On 10/09/16 11:25 +0200, Marc Glisse wrote:
On Sat, 10 Sep 2016, Christophe Lyon wrote:
On aarch64*-elf and arm-eabi (using newlib), I'm seeing:
/gccsrc/libstdc++-v3/libsupc++/new_opa.cc:66: undefined reference to
`aligned_alloc'
https://sourceware.org/git/gitweb.cgi?p=newlib-cygwin.git;a=commit;h=f86afe5a3ac62a92e821c764a011e1625abdd326
"C11 aligned_alloc() implementation
aligned_alloc() is implemented in terms of posix_memalign() which is
only declared in <stdlib.h> but not defined in Newlib in general. At
least Linux and RTEMS implement this function."
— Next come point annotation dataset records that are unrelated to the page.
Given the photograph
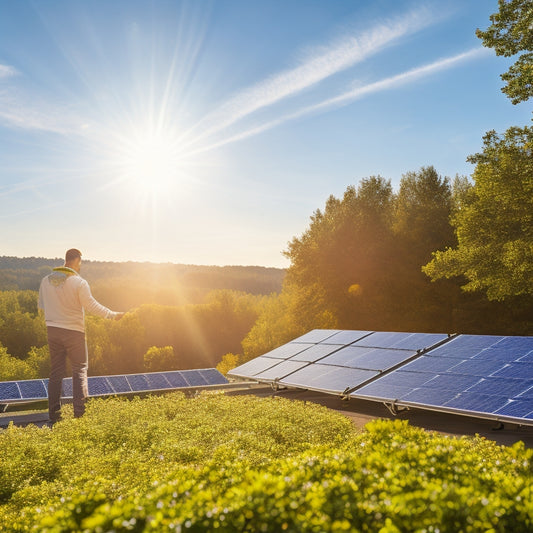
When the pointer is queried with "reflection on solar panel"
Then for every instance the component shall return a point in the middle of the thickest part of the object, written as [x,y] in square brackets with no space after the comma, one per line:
[479,375]
[37,389]
[335,361]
If we don't want to provide a fallback implementation in libsupc++, we
can say that aligned new is unsupported on those platforms, but if we
are building a shared libstdc++.so that doesn't like undefined
symbols, we need a different failure mode than an undefined
aligned_alloc. Either not providing operator new(...aligned_val_t...)
in libstdc++ or providing one that just aborts I guess?
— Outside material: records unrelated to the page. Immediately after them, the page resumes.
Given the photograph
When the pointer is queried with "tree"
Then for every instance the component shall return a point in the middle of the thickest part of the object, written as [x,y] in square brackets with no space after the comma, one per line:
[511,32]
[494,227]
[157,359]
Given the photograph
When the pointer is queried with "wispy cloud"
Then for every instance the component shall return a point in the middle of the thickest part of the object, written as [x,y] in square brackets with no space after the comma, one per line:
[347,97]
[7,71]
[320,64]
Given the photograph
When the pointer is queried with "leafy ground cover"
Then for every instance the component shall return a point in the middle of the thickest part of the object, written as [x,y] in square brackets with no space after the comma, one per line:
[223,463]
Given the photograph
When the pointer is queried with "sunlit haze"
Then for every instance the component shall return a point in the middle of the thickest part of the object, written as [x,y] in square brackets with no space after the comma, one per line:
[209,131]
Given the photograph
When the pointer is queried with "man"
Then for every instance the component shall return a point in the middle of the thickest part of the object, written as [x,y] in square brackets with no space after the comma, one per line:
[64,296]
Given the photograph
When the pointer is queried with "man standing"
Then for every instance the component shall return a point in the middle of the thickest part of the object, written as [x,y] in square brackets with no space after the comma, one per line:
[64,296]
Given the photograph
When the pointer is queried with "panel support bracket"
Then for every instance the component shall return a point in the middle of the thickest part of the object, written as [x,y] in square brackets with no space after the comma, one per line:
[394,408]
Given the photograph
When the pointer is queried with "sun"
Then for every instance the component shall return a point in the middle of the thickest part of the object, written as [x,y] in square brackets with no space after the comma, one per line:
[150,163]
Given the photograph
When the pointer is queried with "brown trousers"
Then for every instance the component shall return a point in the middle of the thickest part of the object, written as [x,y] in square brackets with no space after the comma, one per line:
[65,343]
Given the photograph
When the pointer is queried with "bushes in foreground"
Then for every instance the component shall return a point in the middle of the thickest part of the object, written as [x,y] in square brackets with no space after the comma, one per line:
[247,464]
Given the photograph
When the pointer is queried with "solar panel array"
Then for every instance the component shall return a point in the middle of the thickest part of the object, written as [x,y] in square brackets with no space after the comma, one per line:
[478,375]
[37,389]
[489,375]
Or always fails with bad_alloc:
--- a/libstdc++-v3/libsupc++/new_opa.cc
+++ b/libstdc++-v3/libsupc++/new_opa.cc
@@ -49,8 +49,11 @@ aligned_alloc (std::size_t al, std::size_t sz)
#define aligned_alloc memalign
#else
// The C library doesn't provide any aligned allocation functions, declare
-// aligned_alloc and get a link failure if aligned new is used.
-extern "C" void *aligned_alloc(std::size_t, std::size_t);
+// an aligned_alloc that always fails.
+static void *aligned_alloc(std::size_t, std::size_t)
+{
+ _GLIBCXX_THROW_OR_ABORT(bad_alloc());
+}
#endif
#endif
That would work unless/until we get a fallback.